Ultimately, Pratchett crafts a tale of morals and arrogant entitlement which resonates still with our past and present histories. Snuff is a great book. Laugh out loud as ever, but always bubbling with the warmth and satisfaction that comes from knowing the difference between what is right and what is just. There’s the usual dissection of the human condition, murders, drugs and worse. All delivered with a subversive sleight of hand and a though provoking touch that left me wishing Vimes would run for election here in the UK in a few weeks time. The Watch party. They’d undoubtedly call themselves WEKIP (anywhere). Put an Igor in charge of the NHS–waste not want not–and Nobby Nobbs as chancellor. I can see Colon running Education and Angua as chief whip. Oh yes, Vimes’d sort the buggers out.
Willikins the butler, the dark angel to Vimes’ beacon of light, comes into his own in Snuff and the usual Watch sidekicks have walk on parts. But Snuff is the Vimes’ show. And who would not want a front seat for that.

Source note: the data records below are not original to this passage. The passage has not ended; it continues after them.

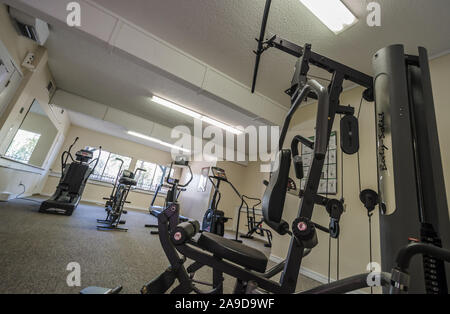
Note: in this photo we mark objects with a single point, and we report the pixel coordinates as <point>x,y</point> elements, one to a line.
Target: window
<point>153,177</point>
<point>108,166</point>
<point>23,145</point>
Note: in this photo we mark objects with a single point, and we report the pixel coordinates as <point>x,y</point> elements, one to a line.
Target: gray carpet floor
<point>36,248</point>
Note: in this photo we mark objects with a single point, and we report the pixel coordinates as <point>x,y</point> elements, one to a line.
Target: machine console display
<point>219,173</point>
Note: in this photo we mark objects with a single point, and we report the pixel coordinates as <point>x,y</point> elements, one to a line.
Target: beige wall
<point>94,192</point>
<point>248,180</point>
<point>440,74</point>
<point>33,86</point>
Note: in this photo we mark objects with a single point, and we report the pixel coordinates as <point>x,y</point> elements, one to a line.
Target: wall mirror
<point>33,139</point>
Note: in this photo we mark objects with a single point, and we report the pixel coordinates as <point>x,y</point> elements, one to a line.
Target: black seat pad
<point>127,181</point>
<point>233,251</point>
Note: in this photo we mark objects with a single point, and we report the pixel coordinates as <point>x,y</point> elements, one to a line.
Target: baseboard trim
<point>312,274</point>
<point>102,203</point>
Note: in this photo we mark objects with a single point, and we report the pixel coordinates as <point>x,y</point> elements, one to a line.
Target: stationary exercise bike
<point>74,177</point>
<point>214,219</point>
<point>175,189</point>
<point>114,206</point>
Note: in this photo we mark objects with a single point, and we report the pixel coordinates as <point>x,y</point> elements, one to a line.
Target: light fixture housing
<point>155,140</point>
<point>333,13</point>
<point>171,105</point>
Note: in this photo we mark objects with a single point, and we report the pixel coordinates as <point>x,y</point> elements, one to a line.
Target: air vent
<point>29,26</point>
<point>51,88</point>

But this is fantasy, for God’s sake. What author of any note would want to write about such childish, supernatural stuff and what reader could ever consider it ‘serious literature’. Many, many readers don’t attempt Pratchett for that very reason. It’s hardly Shakespeare. Wouldn’t touch him with a bargepole. Not even in their wildest dreams. Not even when they have the time, perhaps on holiday, sitting out on a warm Midsummer’s night say…
As I said to Mrs DCF over our delicious bran flakes, we all have an imagination. It’s an amazing, wonderful gift. Unfortunately, some people leave it unopened underneath the tree from one Christmas to the next. And boy do they lose out if it means missing a brilliant book like Snuff.